Inicialmente, o número de argentinos que veio para Maceió era de 16. Três deles já deixaram a casa que foi alugada pela empresa, situada no bairro da Pajuçara. Diante de tantas incertezas, um deles foi embora por conta própria. Outros dois aproveitaram que o carro da empresa precisaria ser levado para a fronteira e ficaram por lá.
"A única coisa que estamos conseguindo aqui é perder a família. Dizemos que vamos voltar hoje, amanhã e esse dia nunca chega. Também não podemos chegar lá de mãs vazias depois de tanto tempo longe", diz Martín Orluzuskas.
Pelas contas já feitas pelo Ministério do Trabalho e Emprego, os trabalhadores têm direito a receber, juntos, mais de R$ 260 mil.
Grupo foi montado para acompanhar a questão
De acordo com o auditor do Trabalho Leandro Carvalho, no dia 15 de abril deste ano, uma ação fiscal foi feita no intuito de averiguar as condições destes trabalhadores.
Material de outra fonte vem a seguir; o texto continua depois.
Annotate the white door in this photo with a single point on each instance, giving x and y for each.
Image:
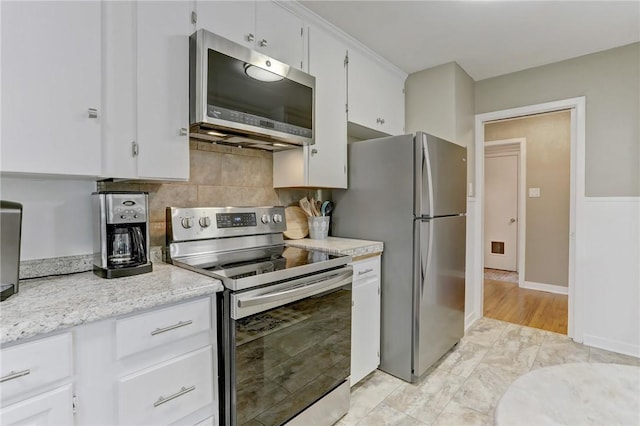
(328, 157)
(501, 212)
(163, 30)
(51, 101)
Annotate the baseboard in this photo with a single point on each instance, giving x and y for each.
(612, 345)
(550, 288)
(469, 320)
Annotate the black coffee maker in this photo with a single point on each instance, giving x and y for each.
(121, 234)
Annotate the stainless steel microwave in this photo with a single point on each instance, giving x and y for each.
(245, 98)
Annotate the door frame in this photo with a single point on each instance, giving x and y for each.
(577, 106)
(519, 147)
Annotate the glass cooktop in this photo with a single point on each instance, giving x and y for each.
(249, 268)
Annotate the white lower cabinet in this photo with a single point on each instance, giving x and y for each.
(52, 408)
(35, 382)
(167, 392)
(365, 320)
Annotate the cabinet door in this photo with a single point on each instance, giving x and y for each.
(391, 89)
(365, 321)
(328, 157)
(50, 81)
(279, 34)
(376, 98)
(163, 30)
(52, 408)
(234, 20)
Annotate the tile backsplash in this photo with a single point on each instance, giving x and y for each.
(220, 175)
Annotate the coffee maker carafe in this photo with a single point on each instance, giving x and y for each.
(121, 240)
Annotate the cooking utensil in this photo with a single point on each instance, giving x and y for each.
(328, 209)
(314, 207)
(297, 224)
(323, 208)
(305, 206)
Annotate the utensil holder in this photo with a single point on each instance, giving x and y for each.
(319, 227)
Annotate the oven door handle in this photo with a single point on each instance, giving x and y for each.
(281, 297)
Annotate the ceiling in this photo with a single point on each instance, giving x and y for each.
(486, 38)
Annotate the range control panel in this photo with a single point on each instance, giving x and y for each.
(185, 224)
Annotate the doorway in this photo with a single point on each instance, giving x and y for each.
(575, 108)
(505, 166)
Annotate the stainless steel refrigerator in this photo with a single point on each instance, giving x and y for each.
(409, 191)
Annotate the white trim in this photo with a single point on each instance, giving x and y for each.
(521, 144)
(610, 200)
(612, 345)
(312, 18)
(471, 315)
(550, 288)
(577, 191)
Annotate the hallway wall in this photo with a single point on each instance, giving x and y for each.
(548, 168)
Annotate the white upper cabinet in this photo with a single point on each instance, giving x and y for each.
(163, 30)
(264, 26)
(146, 90)
(51, 99)
(323, 164)
(376, 95)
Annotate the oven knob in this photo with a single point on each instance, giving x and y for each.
(187, 222)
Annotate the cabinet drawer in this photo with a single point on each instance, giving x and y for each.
(167, 392)
(366, 270)
(31, 365)
(51, 408)
(146, 331)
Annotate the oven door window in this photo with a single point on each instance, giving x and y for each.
(288, 357)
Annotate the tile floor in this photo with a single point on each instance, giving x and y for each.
(464, 387)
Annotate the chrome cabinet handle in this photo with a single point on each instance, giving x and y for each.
(181, 392)
(14, 375)
(171, 327)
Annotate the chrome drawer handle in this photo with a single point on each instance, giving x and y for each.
(13, 375)
(366, 271)
(171, 327)
(181, 392)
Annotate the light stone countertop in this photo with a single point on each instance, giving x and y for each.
(45, 305)
(337, 245)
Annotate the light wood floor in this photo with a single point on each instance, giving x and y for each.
(538, 309)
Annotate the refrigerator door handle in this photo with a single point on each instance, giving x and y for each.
(425, 264)
(427, 166)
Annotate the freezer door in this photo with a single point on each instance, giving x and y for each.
(441, 177)
(439, 288)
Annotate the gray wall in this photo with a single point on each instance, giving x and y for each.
(439, 101)
(548, 147)
(610, 82)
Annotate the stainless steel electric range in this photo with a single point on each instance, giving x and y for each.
(284, 316)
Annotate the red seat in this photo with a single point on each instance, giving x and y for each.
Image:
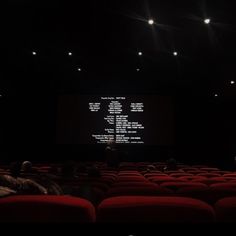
(138, 190)
(46, 208)
(209, 175)
(162, 179)
(209, 169)
(177, 185)
(176, 175)
(154, 209)
(226, 209)
(193, 178)
(134, 184)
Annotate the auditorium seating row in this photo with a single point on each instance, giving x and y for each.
(123, 209)
(134, 192)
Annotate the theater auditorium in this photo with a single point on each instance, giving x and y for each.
(118, 112)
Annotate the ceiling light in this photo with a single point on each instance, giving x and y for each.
(207, 21)
(151, 22)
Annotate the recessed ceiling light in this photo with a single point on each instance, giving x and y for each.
(150, 21)
(207, 21)
(175, 54)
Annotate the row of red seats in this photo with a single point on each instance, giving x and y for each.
(117, 209)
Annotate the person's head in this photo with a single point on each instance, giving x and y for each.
(26, 166)
(171, 164)
(111, 143)
(93, 171)
(151, 168)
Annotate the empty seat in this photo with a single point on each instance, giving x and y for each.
(209, 175)
(45, 208)
(176, 175)
(193, 178)
(209, 169)
(226, 209)
(154, 209)
(177, 185)
(139, 191)
(162, 179)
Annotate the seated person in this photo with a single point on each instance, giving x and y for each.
(20, 185)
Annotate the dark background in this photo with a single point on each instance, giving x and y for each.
(105, 37)
(76, 123)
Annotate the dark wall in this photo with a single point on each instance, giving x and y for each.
(205, 132)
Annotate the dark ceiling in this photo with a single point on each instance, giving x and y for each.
(105, 38)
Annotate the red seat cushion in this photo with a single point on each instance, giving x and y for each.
(46, 209)
(154, 209)
(226, 209)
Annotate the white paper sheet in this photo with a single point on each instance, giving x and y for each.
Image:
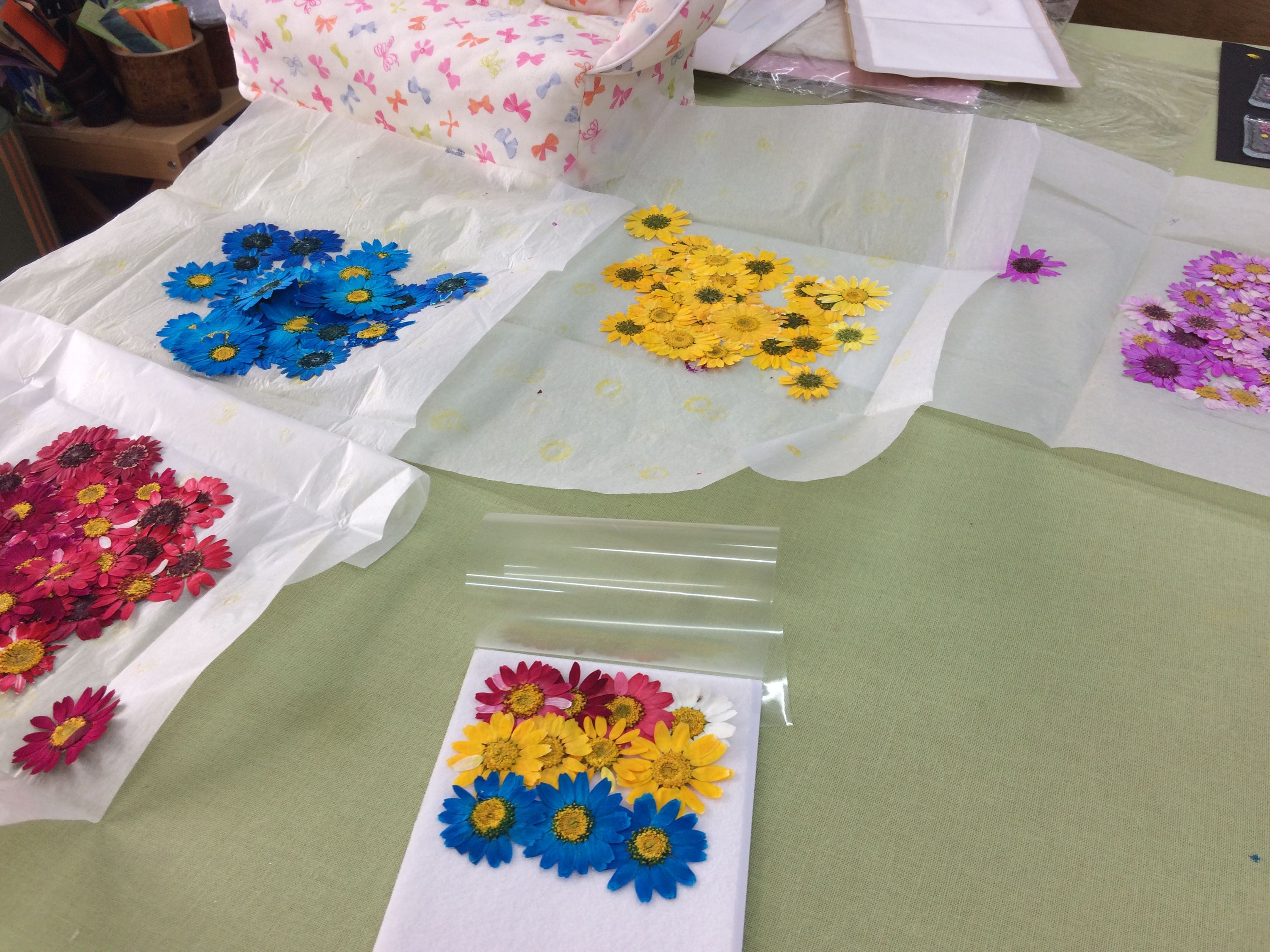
(1046, 358)
(922, 202)
(299, 168)
(303, 502)
(1009, 41)
(441, 900)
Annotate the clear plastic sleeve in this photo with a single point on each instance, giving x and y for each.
(682, 596)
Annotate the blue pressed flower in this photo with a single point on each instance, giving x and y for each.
(446, 287)
(486, 825)
(582, 825)
(313, 244)
(398, 258)
(193, 281)
(261, 240)
(360, 297)
(657, 848)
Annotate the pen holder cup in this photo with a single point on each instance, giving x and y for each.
(169, 88)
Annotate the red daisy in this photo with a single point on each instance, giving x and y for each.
(190, 561)
(641, 702)
(529, 691)
(73, 451)
(74, 725)
(26, 653)
(590, 696)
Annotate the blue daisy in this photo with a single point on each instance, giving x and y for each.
(193, 281)
(314, 244)
(657, 850)
(484, 827)
(582, 828)
(395, 257)
(446, 287)
(261, 240)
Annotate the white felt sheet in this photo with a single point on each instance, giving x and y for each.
(441, 900)
(304, 501)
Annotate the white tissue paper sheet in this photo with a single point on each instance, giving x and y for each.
(1009, 41)
(441, 900)
(305, 169)
(303, 502)
(924, 202)
(1046, 358)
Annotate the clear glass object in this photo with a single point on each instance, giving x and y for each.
(681, 596)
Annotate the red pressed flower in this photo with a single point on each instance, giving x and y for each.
(190, 560)
(131, 460)
(74, 725)
(588, 696)
(73, 451)
(641, 702)
(529, 691)
(26, 653)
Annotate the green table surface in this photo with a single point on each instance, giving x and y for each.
(1029, 693)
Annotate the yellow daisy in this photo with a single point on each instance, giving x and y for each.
(609, 746)
(853, 337)
(657, 223)
(675, 767)
(623, 327)
(770, 270)
(502, 746)
(567, 743)
(850, 296)
(809, 382)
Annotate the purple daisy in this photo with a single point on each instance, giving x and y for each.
(1162, 366)
(1027, 266)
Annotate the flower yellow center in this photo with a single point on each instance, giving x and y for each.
(98, 527)
(524, 701)
(628, 709)
(690, 716)
(21, 657)
(502, 754)
(572, 823)
(649, 846)
(91, 494)
(68, 729)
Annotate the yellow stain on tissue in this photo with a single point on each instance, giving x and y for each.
(555, 452)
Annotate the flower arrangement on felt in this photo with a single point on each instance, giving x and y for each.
(296, 301)
(89, 532)
(586, 772)
(1209, 338)
(701, 304)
A denúncia feita pelo Sindicato dos Petroleiros de Alagoas dava conta de que os operários estavam sendo submetidos a situação degradante de trabalho e que a maioria era de outras partes do Brasil – e até do exterior. Eram migrantes da Bahia, Maranhão e Mato Grosso e imigrantes da Argentina, além de muitos alagoanos.
Um grupo de trabalho foi montado com a participação de integrantes da SRTE, do MPT, da Polícia Rodoviária Federal (PRF) e do Exército. Os policiais foram chamados para fazer a segurança da equipe e os militares, para observar a questão dos materiais usados pelos trabalhadores durante o serviço.
Quando os fiscais foram até a cidade de Passo de Camaragibe perceberam que os trabalhadores estavam alojados em situação precária, ao ponto de 20 pessoas dormirem em dois quartos pequenos (de maneira improvisada). Havia até beliches na cozinha.
“Existe uma concessão de blocos para extração de petróleo e gás e a empresa G3 ganhou a licitação, mas é de se desconfiar que essa empresa só tem 13 empregados registrados em todo o Brasil. O processo licitatório seria para exploração na bacia Alagoas/Sergipe. No entanto, a G3 terceirizou os serviços com outra empresa, a ANDL Geofísica Ltda, que é brasileira, mas tem capital e diretores na Argentina”, explicou Carvalho.
Ele relatou que a ANDL trouxe os trabalhadores da Argentina para o Brasil. Além disso, ainda absorveu operários de outras partes do País. “O grupo de trabalho envolvendo a SRTE e o MPT fez um Termo de Ajustamento de Conduta obrigando a G3 a fazer a quitação da verba rescisória dos trabalhadores e mandá-los de volta aos seus locais de origem. As duas empresas não se entenderam e ontem chegou a denúncia de que os trabalhadores argentinos estavam na mesma situação. Eles não receberam os pagamentos das verbas rescisórias e havia fortes indícios de aliciamento. Além disso, eles não tinham como voltar para a Argentina. Na prática, eles foram trazidos com falsas promessas”, relata.
Empresa não depositava nem o FGTS
De acordo com o fiscal do Trabalho, a empresa que venceu a licitação é a única que está sendo responsabilizada. Entre as irregularidades cometidas contra os trabalhadores estão o não pagamento das rescisões de contrato, do FGTS, pagamento por fora do que é expresso no contracheque, a submissão a péssimas condições de saúde e segurança no trabalho e aliciamento. “Estamos diante de uma situação limite da legislação trabalhista, condições, inclusive, análogas de escravo, previstas no artigo 149, do Código Penal”, explica.
Ainda conforme a SRTE, a ANDL está impedida de participar de concorrências públicas desde o ano passado, quando deixou cumprir questões trabalhistas no Mato Grosso. Desde que começaram a atuar neste caso, os fiscais conseguiram que mais de 70 trabalhadores voltassem para casa.